Screen Shot 2021-05-11 at 11.23.18 AM.png

Screen Shot 2021-05-11 at 11.22.23 AM.png

LSTM layer

First, you must extract the weights from each layer. While the weights are accessible, the individual weights for each gate are compacted into a big matrix. Thankfully, this Stackoverflow post provided the slices required to separate the individual weights. Make sure that the index for the layer corresponds to the actual layer that you want.

https://stackoverflow.com/questions/42861460/how-t...

units = int(int(lstm.layers[0].trainable_weights[0].shape[1])/4)
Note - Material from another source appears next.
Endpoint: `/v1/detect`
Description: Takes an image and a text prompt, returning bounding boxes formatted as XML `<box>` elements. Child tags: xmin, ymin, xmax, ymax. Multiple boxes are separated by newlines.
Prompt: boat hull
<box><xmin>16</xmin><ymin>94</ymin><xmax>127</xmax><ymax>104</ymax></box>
# Layer 0 is my LSTM layer
W = model.layers[0].get_weights()[0]
U = model.layers[0].get_weights()[1]
b = model.layers[0].get_weights()[2]

W_i = W[:, :units]
W_f = W[:, units: units * 2]
W_c = W[:, units * 2: units * 3]
W_o = W[:, units * 3:]

U_i = U[:, :units]
U_f = U[:, units: units * 2]
U_c = U[:, units * 2: units * 3]
U_o = U[:, units * 3:]

b_i = b[:units]
b_f = b[units: units * 2]
b_c = b[units * 2: units * 3]
b_o = b[units * 3:]

Dense Layer

The dense layer is incredibly simple to extract. The first matrix is the weight and the second matrix is the bias.

# Layer 1 is my LSTM layer
W = model.layers[1].get_weights()[0]
b = model.layers[1].get_weights()[1]

As a sanity check, you can check out the attributes of the matrices to verify the correct size, dimensions, and numbers.

print(W_i.shape) # Tuple of dimensions
print(W_i.nbytes) # Size of array
print(W_i) # Preview of array contents

(Optional) Test Forward Propagation

Screen Shot 2021-01-07 at 12.13.13 PM.png

Screen Shot 2021-01-07 at 12.13.07 PM.png

To ensure that the weights work and to familiarize yourself with the formulation of an LSTM cell, you can perform forward propagation manually. This website goes into depth about the process and includes mathematical representations.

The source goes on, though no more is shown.